Thursday, June 28, 2007

Closing Time

I of course left almost all of my music in Alabama. I didn't have my computer yet or an mp3 player and traveling with a full cd collection isn't practical. It is amazing how many cd's you can accumulate without realizing it over the years. But I'm slowly rebuilding some music to listen to, which is as important as ever since about half of my job consists of staying awake and alert. Also being at sea and going weeks at a time with almost no conversation leaves your mind in need of something appropriating conversation even if it is only listening to the singing voices. I kind get obsessed with songs or albums or artists and can listen to the same things over and over again, so it isn't so bad having such a limited collection right now.

I'm listening to Tom Waits' "Closing Time" right now. He can be boring and a little annoying sometimes, but when he hits it right, damn he nails it. "I Hope That I Don't Fall In Love With You" has long been one of my favorite songs. I don't understand why everyone in the world hasn't covered that song. "Ol' 55" is great, but why is it the only one of these songs you ever hear anyone else sing? "I Hope..." and "Old Shoes (and Picture Postcards)" are just begging to be covered. What I wouldn't give to hear Willie Nelson sing either. Or maybe Shelby Lynn. Or one of these songs or "Lonely" on the next (please let there be a next) Trio album. When I listen to "Grapefruit Moon" I imagine I've heard Kiki and Herb do the song, but I don't think I have (actually, maybe they did do the song once at Joe's Pub. Anybody remember?). In my head (memory or fabrication), it sounds brilliant by them.

My favorite game to play with my friends is 'If we were, who would we be?' and I guess I do the same thing with songs sort of, always thinking about how they would sound sung by other people. Liz used to have a book Would You Rather...? which was just full of nonsensical scenarios to choose between. One question which I remember from it was, "Would you rather be in charge of who lives or dies, or who gets to star in what movies?" Almost all my friends excitedly chose the picking who is in what movie option. Idiot-neighbor Matt I think wanted to decide who lived and died for some lame reason like "Then I could let myself live forever..." But anyway, I want to be the guy who picks who gets to sing which songs.

The song which really grabbed me listening to this album this go round was "Martha". I'd never really paid it too much attention, but damn if it wasn't amazing to listen to at one in the morning, half out of my mind from counting hooks and floats and fish with the boat pounding through the waves and spray splashing against my raingear.

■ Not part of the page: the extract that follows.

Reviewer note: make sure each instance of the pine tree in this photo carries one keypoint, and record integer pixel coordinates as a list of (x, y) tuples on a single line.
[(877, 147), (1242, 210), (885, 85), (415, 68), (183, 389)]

In this monotonous but intensely visceral work environment, to listen in on this beautiful, intimate, desperately confessional conversation was tremendous. So beautifully constructed, a story sparsely told with this throbbing piano in the background. You can hear the trembling loss in his voice, which ceases to be Tom's voice but is taken over completely by the narrator of the song. The loss but no regret, even if after all these years he's never let go of that time and still has to reach out and try to make that connection with it again. I love something in that approach to life, the protagonist who is heroic not in completing some quest, but in having been there completely in something where time didn't matter, neither the amount of time that the connection lasted not the amount of time since it had ceased to be directly present. That is the only kind of love story which I like. The actual affair can last for a moment or for a lifetime, but afterwards it is so crystal clear and intense that it becomes almost subconscious. Everything else is outside of it and circumstantial.

Anyway, enough of love song analysis. At first I thought that I actually wouldn't want to hear "Martha" covered at all, but I think maybe that Lucinda Williams might have just the right pleading tremble in her voice to pull it off.